Last night a bunch of little kids ate over at my house. Naturally, I decided to serve the slam-dunk meal for kids: American Chop Suey. Word on the street was that two of the kids hated onions, so Mike, who was acting as the evening's prep cook, puréed the crap out of them until they were undetectable in the final product. Yay, Mike! When it was served, four of the five kids lay into it like starving jackals.
But there was this one kid--let's call him Max--who absolutely hated it. He literally spat his first bite back into the bowl right there at the table! There were extenuating circumstances--his mom had just left him in his aunt's care for a few days--so we decided to coddle him just a little bit.

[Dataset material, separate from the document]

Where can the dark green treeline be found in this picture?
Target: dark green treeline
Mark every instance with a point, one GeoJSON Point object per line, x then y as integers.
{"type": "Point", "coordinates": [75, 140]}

I did something I'm not proud of but that I will lay odds that every mother has done at least once in her lifetime: I rinsed it off.
Now, this is not the first time I've ever rinsed off food to placate a kid who just can't stomach all those darn flavors. This summer I sprayed the seasonings off of a perfectly good macaroni salad. Here's the photographic proof:
Before: Macaroni Salad. Yum yum!
After: "I can't believe I'm doing this."
So, I rinse off the American Chop Suey, right? Then I set it before Max, who stares at it uncomprehendingly. I asked him, "Would you like some ketchup?" He answered yes, so out came the King's Condiment, which he proceeded to load into the bowl. Well, if you rinse tomato soup concentrate from the American Chop Suey then add ketchup, you've basically replicated the recipe. Which Max discovered with the first bite.
His aunt's no dummy, so she asked him, "Max, how old are you?"
"Seven," answered Max.
"Then take seven big-boy bites." Ooo, snap!
Max took seven of the lamest bites that could have been characterized as "big boy," then was mercifully excused from the table.
Guess you can't please all of the people all of the time.